- Hangul: 수취인불명
- Hanja: 受取人不明
- RR: Suchwiin bulmyeong
- MR: Such'wiin pulmyŏng
- Directed by: Kim Ki-duk
- Written by: Kim Ki-duk
- Produced by: Lee Seung-jae
- Starring: Yang Dong-geun Ban Min-jeong Bang Eun-jin Cho Jae-hyun Mitch Malem
- Cinematography: Seo Jeong-min
- Edited by: Hahm Sung-won
- Distributed by: Tube Entertainment
- Release date: 2 June 2001;
- Running time: 117 minutes
- Country: South Korea
- Language: Korean

= Address Unknown (2001 film) =

2001 film by Kim Ki-duk

Address Unknown is a 2001 South Korean film directed by Kim Ki-duk. It was the opening film of the 2001 Venice Film Festival. The film is based on real-life stories from the director's life, and those known to him.

==Plot==
The residents living in the South Korean countryside around a U.S. military base are affected by its presence. These include an unstable, near psychotic American soldier (Mitch Malem) who survives on a diet of LSD and rage, Eun-ok, a girl with one defective eye, Jihum a lonesome boy and Chang-guk, who lives in an old abandoned U.S. Air Force bus with his mother. She has taught Chang-guk English in an attempt to prepare him for their new life in the United States, reunited with his father whom she mails regularly, although the letters are always returned "address unknown".

== Cast ==
Dong-kun Yang - Chang-Guk

Young-min Kim - Ji-Hum

Ban Min-Jung - Eun-Ok

Jae Hyun Cho - Dog-Eye

Pang Eun-Jin - Chang-Guk's Mother

Myung Kye-Nam - Ji-Hum's Father

Jim Morse - Military Police

James Wade - Military Police

== Reception ==
The film was generally well received.
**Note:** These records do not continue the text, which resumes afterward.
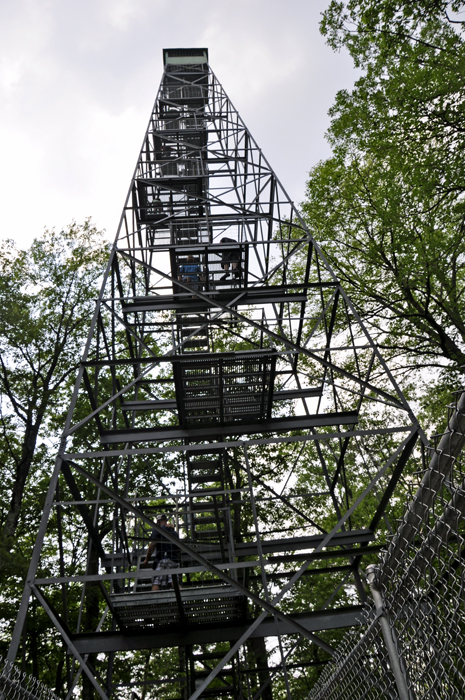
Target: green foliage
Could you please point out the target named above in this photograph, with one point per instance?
(388, 206)
(47, 298)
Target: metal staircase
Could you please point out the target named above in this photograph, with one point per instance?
(251, 405)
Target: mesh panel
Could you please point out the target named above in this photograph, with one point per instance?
(16, 685)
(422, 579)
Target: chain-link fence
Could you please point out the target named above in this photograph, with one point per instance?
(16, 685)
(411, 644)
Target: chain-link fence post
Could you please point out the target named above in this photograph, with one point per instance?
(388, 634)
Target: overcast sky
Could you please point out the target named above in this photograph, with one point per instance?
(78, 79)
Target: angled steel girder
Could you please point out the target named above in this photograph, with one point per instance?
(224, 363)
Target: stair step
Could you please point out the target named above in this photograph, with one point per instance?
(205, 506)
(204, 478)
(204, 464)
(207, 519)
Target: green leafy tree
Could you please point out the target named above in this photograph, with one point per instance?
(46, 300)
(388, 206)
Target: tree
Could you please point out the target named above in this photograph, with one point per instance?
(388, 206)
(46, 300)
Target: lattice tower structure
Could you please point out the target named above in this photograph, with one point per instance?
(230, 384)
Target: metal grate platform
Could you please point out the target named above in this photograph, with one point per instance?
(158, 608)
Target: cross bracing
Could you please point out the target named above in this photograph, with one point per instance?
(231, 384)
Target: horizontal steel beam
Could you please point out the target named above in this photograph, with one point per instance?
(107, 642)
(184, 302)
(200, 432)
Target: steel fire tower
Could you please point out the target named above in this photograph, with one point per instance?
(228, 382)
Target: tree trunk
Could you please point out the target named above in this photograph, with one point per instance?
(22, 472)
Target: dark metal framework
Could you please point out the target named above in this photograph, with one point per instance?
(241, 395)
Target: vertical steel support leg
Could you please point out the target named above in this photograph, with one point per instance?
(389, 636)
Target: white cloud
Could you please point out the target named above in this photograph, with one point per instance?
(78, 81)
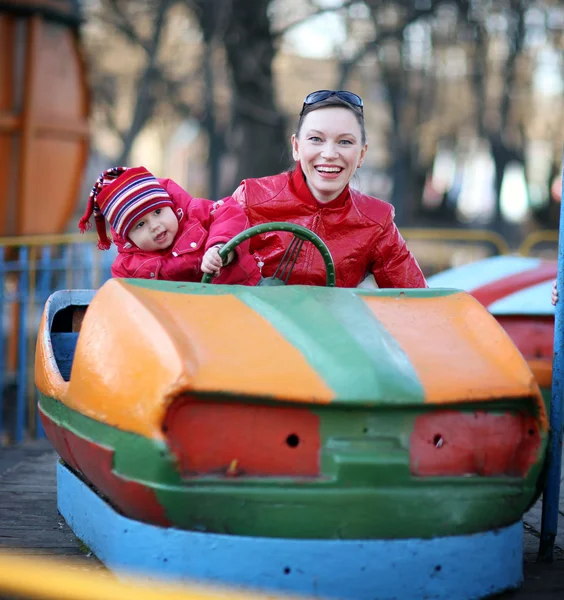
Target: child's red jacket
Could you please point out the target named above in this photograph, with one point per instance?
(202, 224)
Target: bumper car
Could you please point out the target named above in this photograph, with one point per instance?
(334, 442)
(516, 290)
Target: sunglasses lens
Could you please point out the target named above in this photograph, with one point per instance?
(350, 98)
(321, 95)
(318, 96)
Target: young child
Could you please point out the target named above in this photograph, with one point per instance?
(161, 232)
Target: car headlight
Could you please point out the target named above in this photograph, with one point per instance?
(451, 443)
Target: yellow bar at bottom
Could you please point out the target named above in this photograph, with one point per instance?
(51, 579)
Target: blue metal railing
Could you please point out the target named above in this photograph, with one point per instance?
(31, 268)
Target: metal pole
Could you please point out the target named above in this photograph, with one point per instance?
(549, 524)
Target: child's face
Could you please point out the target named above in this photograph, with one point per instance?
(155, 230)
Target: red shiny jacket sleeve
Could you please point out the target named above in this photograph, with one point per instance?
(394, 266)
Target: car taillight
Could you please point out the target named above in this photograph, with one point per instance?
(477, 443)
(227, 438)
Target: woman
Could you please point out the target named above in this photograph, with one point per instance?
(328, 147)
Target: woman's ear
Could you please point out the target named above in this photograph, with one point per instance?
(295, 148)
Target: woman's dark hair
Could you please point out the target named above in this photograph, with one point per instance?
(333, 101)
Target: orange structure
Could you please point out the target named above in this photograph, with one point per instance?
(44, 109)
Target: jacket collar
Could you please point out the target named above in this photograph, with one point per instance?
(299, 186)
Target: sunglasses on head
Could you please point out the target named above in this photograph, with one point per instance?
(321, 95)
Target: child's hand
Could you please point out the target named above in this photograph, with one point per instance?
(211, 262)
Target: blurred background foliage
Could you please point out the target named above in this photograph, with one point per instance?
(463, 99)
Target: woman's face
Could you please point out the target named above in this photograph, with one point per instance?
(329, 148)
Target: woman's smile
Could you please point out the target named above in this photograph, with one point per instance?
(330, 150)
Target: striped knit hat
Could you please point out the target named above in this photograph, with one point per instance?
(120, 196)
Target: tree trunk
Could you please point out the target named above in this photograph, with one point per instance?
(258, 137)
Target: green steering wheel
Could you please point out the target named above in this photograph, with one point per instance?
(284, 268)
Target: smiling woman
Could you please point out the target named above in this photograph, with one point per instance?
(328, 146)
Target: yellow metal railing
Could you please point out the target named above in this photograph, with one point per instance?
(51, 579)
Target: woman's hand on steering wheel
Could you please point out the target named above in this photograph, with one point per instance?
(284, 269)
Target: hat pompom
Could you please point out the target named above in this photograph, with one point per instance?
(84, 224)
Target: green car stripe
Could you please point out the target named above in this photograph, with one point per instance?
(335, 331)
(339, 336)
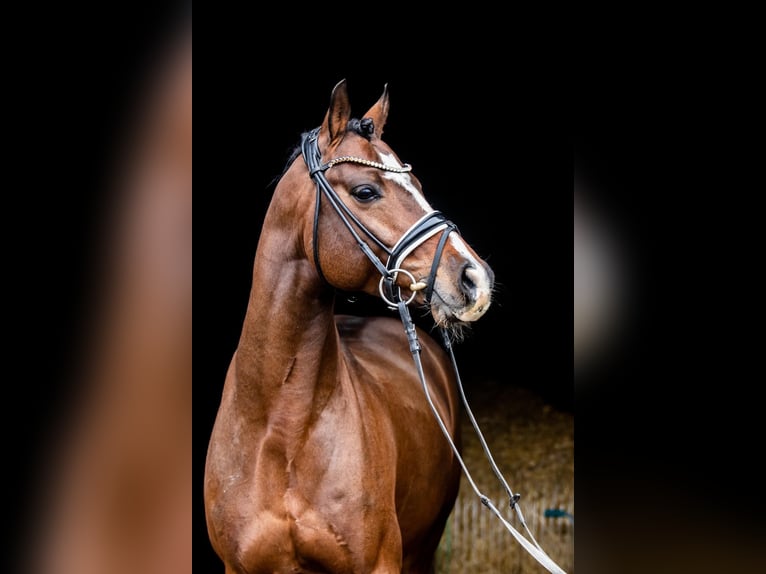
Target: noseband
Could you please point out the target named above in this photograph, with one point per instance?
(423, 229)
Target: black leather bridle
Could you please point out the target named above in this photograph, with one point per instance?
(427, 226)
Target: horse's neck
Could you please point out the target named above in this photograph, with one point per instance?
(287, 353)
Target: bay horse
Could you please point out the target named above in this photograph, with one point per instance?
(324, 455)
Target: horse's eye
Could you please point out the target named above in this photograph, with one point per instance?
(365, 193)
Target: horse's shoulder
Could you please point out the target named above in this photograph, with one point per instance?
(377, 329)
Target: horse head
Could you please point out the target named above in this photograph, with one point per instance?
(404, 248)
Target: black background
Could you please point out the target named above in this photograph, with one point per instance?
(674, 431)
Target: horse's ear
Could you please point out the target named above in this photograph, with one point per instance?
(379, 112)
(338, 114)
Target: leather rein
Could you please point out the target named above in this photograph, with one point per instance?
(422, 230)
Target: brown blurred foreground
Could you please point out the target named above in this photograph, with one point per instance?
(115, 496)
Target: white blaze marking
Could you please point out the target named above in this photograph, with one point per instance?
(404, 180)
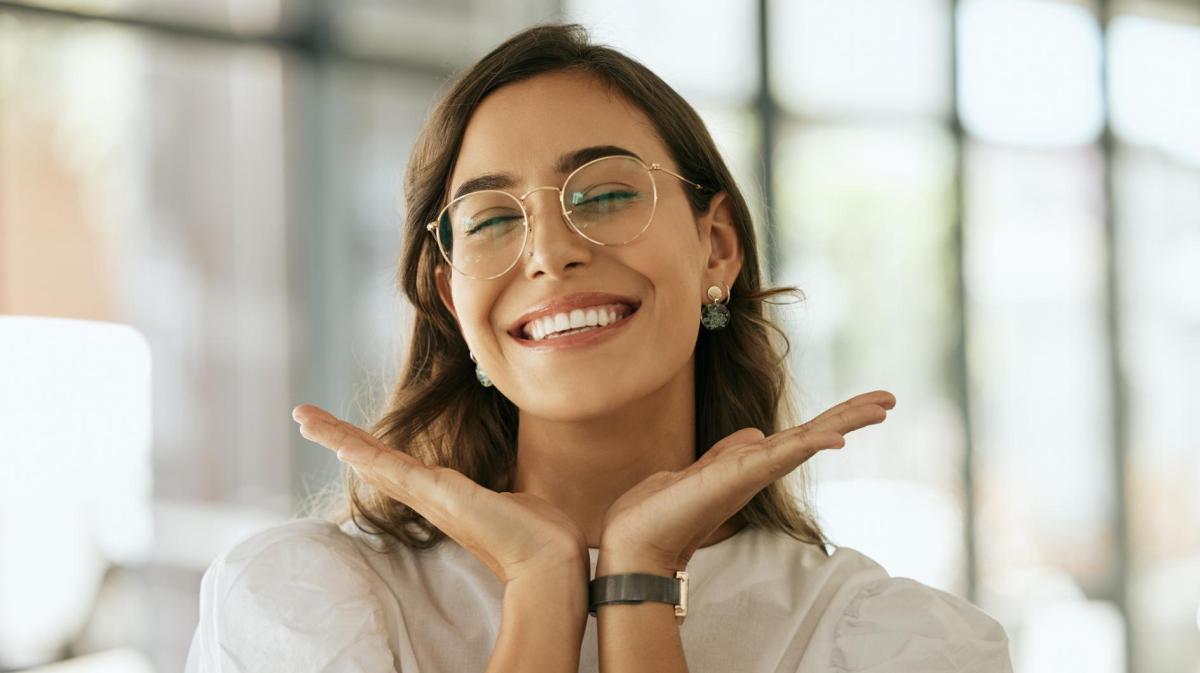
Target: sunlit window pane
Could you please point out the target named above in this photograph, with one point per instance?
(849, 56)
(865, 223)
(705, 48)
(1156, 84)
(1030, 72)
(1158, 206)
(1038, 374)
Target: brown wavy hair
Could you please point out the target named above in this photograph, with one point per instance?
(442, 415)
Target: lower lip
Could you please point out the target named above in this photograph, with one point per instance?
(579, 338)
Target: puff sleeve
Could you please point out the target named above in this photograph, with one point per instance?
(899, 625)
(294, 598)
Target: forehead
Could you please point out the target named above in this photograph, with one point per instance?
(522, 128)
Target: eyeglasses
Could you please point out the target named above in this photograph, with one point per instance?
(607, 200)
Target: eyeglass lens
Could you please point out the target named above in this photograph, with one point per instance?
(609, 202)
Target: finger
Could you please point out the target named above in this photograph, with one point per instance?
(400, 475)
(761, 463)
(743, 436)
(881, 397)
(851, 419)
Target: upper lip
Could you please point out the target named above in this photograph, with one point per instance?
(568, 301)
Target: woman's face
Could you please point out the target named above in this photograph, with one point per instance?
(522, 130)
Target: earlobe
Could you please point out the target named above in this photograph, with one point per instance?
(442, 280)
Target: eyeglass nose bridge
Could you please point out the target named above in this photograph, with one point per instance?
(551, 187)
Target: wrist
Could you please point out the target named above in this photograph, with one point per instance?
(624, 560)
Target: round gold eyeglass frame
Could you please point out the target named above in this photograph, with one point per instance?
(432, 227)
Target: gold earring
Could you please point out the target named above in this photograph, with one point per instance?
(715, 316)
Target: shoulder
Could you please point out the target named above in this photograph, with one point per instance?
(295, 596)
(898, 624)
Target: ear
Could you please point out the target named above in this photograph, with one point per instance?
(719, 241)
(442, 280)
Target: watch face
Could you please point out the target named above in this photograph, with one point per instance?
(682, 608)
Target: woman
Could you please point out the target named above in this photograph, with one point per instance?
(592, 404)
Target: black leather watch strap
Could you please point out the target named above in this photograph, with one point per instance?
(637, 587)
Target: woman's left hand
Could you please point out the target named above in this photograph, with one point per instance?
(658, 524)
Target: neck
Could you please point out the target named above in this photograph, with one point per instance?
(583, 466)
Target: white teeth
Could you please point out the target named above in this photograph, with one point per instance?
(577, 319)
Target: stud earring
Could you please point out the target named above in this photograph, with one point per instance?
(479, 372)
(717, 314)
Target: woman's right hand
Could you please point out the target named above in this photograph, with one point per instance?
(514, 534)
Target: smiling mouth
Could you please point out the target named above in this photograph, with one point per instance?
(579, 320)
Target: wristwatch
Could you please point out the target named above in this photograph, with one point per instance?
(637, 587)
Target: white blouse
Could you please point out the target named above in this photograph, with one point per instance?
(311, 596)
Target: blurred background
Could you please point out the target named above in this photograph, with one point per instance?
(991, 205)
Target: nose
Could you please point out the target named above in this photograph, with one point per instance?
(552, 246)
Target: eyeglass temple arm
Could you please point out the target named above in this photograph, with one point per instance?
(669, 172)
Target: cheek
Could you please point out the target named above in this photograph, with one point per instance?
(474, 304)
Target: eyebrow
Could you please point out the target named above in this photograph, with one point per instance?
(567, 163)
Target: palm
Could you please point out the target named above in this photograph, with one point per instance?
(669, 515)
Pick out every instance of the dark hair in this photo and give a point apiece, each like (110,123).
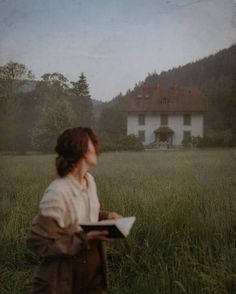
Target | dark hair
(71,146)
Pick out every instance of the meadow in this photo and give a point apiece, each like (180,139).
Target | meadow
(184,238)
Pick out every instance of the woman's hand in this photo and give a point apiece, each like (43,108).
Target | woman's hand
(98,235)
(113,215)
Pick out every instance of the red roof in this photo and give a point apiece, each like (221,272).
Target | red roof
(163,130)
(171,99)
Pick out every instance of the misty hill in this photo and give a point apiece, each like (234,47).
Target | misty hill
(213,75)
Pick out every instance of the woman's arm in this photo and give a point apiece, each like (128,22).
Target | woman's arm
(46,238)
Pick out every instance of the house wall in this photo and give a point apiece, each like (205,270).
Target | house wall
(175,122)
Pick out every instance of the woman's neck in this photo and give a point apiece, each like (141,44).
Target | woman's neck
(80,171)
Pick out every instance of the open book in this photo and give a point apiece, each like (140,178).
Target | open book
(117,228)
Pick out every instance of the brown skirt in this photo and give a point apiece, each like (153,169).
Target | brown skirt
(78,274)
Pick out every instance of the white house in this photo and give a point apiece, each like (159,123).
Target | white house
(160,115)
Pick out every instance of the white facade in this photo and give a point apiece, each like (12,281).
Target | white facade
(175,123)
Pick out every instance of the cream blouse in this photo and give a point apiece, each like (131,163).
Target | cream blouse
(68,202)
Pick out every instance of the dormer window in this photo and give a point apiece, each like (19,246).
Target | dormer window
(187,119)
(164,100)
(141,119)
(164,119)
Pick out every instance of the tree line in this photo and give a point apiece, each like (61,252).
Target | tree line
(33,113)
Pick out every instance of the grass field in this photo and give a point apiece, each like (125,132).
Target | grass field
(184,238)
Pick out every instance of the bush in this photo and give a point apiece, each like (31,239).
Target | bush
(131,142)
(223,138)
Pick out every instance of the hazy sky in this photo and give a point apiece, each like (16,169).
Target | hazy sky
(115,43)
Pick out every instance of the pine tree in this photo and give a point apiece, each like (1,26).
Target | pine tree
(82,102)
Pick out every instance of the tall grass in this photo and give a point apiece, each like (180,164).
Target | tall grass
(184,238)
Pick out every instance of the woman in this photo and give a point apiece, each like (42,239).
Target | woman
(74,261)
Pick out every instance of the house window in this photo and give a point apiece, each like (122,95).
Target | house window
(141,135)
(164,119)
(187,119)
(141,119)
(187,135)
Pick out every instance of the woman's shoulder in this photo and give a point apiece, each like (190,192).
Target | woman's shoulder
(90,176)
(57,188)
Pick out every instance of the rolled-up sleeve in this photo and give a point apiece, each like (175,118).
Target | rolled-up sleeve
(46,238)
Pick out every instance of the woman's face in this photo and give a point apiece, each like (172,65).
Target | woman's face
(91,155)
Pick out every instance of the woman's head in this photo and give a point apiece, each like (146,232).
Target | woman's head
(73,145)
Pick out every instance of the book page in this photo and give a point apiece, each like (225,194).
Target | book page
(124,224)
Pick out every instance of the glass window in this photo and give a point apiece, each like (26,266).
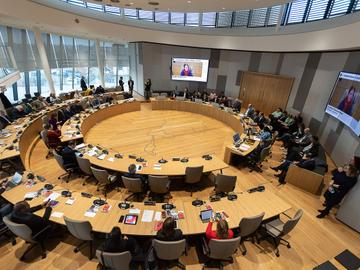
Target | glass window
(94,6)
(131,13)
(112,10)
(317,10)
(146,15)
(192,19)
(339,7)
(274,15)
(208,19)
(162,17)
(177,18)
(224,19)
(297,11)
(258,17)
(241,18)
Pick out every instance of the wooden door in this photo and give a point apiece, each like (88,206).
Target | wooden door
(265,91)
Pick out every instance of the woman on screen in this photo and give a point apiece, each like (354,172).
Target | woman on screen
(186,71)
(348,101)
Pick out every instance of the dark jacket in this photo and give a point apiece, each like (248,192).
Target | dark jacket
(34,222)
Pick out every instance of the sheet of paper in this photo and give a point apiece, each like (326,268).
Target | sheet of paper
(157,216)
(53,196)
(134,211)
(57,214)
(70,201)
(147,216)
(90,214)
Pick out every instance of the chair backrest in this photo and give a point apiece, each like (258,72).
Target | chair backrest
(291,223)
(43,135)
(169,250)
(84,165)
(224,183)
(59,160)
(79,229)
(223,248)
(101,175)
(249,225)
(159,184)
(117,261)
(193,174)
(132,184)
(20,230)
(264,153)
(45,119)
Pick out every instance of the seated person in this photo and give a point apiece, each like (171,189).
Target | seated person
(168,231)
(265,134)
(250,111)
(53,121)
(99,90)
(278,113)
(116,243)
(53,136)
(52,99)
(132,174)
(68,154)
(222,230)
(342,182)
(4,120)
(23,214)
(237,105)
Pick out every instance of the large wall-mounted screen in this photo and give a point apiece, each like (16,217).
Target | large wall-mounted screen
(188,69)
(344,101)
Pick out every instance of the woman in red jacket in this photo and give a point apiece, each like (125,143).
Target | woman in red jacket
(222,230)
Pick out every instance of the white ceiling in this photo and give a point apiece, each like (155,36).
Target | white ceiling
(192,5)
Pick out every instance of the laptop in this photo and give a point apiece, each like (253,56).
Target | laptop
(205,215)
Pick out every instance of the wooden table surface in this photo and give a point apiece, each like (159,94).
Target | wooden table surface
(247,204)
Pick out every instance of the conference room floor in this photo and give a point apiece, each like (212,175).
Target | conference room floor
(313,241)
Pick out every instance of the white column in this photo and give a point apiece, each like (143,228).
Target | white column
(281,15)
(100,63)
(44,59)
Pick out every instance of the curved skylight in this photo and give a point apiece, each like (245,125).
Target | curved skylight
(299,11)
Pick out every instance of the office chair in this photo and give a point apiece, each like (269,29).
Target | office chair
(69,168)
(257,164)
(169,252)
(81,230)
(247,228)
(115,261)
(193,176)
(159,185)
(25,233)
(220,250)
(43,135)
(224,184)
(104,178)
(85,167)
(133,185)
(276,229)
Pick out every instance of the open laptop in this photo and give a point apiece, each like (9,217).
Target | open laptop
(205,215)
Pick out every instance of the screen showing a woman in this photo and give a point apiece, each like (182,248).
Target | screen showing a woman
(186,71)
(348,101)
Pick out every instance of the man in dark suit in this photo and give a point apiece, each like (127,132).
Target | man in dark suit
(131,85)
(24,214)
(121,84)
(4,120)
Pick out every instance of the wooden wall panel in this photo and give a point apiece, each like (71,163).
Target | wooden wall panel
(265,91)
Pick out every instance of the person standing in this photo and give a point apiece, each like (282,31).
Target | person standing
(147,89)
(121,84)
(83,83)
(131,85)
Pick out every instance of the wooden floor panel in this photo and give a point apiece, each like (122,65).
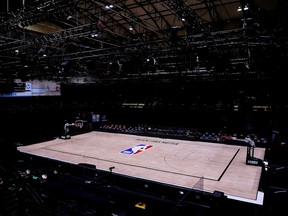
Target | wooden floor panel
(170,161)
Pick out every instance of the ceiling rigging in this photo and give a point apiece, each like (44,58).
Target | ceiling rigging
(134,38)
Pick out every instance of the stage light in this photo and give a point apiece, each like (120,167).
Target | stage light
(44,176)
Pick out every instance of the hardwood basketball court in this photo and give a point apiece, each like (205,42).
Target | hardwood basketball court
(180,163)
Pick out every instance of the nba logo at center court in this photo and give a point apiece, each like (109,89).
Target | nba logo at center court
(136,149)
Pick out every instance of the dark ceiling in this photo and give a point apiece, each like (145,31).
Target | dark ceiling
(117,39)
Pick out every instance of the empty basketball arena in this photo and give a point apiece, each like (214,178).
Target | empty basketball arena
(143,108)
(178,165)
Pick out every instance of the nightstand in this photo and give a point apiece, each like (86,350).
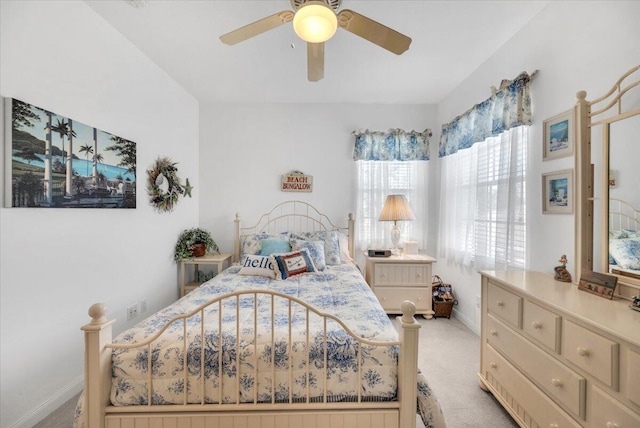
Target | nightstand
(395,279)
(218,260)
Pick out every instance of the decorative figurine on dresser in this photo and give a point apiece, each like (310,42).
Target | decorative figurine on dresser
(562,274)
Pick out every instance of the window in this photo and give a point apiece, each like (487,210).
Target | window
(483,203)
(376,180)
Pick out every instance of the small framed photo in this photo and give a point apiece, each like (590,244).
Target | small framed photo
(557,192)
(558,136)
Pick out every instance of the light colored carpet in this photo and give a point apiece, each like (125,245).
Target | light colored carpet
(449,357)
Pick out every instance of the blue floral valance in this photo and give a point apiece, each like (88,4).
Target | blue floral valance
(394,144)
(508,107)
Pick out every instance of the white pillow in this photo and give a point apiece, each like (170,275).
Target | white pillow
(258,266)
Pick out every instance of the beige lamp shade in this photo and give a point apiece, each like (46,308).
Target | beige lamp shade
(396,207)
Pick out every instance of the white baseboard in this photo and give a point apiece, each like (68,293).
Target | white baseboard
(46,408)
(466,321)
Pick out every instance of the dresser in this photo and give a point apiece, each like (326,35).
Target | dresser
(555,356)
(395,279)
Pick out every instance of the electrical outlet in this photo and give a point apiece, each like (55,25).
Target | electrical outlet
(132,312)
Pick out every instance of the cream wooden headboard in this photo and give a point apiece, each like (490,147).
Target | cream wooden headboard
(292,216)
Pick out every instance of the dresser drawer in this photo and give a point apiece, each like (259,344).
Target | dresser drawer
(505,304)
(388,274)
(525,394)
(593,353)
(391,298)
(633,374)
(543,325)
(562,383)
(606,412)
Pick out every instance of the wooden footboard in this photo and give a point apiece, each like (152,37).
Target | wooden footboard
(98,412)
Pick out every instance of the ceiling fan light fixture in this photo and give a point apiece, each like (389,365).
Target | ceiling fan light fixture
(315,22)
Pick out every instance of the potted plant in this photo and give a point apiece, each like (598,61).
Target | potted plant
(194,242)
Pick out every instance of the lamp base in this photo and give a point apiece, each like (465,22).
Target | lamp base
(395,239)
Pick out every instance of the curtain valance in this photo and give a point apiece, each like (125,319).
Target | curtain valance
(394,144)
(508,107)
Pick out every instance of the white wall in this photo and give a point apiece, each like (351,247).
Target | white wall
(246,148)
(576,46)
(55,263)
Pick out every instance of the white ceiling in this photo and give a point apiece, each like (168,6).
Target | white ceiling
(450,40)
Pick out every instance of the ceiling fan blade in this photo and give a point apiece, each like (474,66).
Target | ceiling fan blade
(258,27)
(315,61)
(373,31)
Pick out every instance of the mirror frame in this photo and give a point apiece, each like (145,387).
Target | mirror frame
(601,111)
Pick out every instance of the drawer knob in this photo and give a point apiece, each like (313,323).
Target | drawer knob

Kim Ki-duk's direction throughout is excellent. His visuals capture the unremitting empty desolation of the village's surroundings. With Seo Jeong-min's cinematography, the picture looks grimy and cold, like it's been dragged across the damp, dirty ground before being processed. There's very little in the way of the pretty or picturesque, the colour palette exuding a subdued and murky feel. Also, he maintains the heavy sense of metaphor within the piece. So often do scenes go on behind closed doors, or are obscured by plastic sheeting, branches or chain-link fences. Much of it also unfolds at a distance. These characters are trapped in this place, beyond the help of others, whether they know it or not.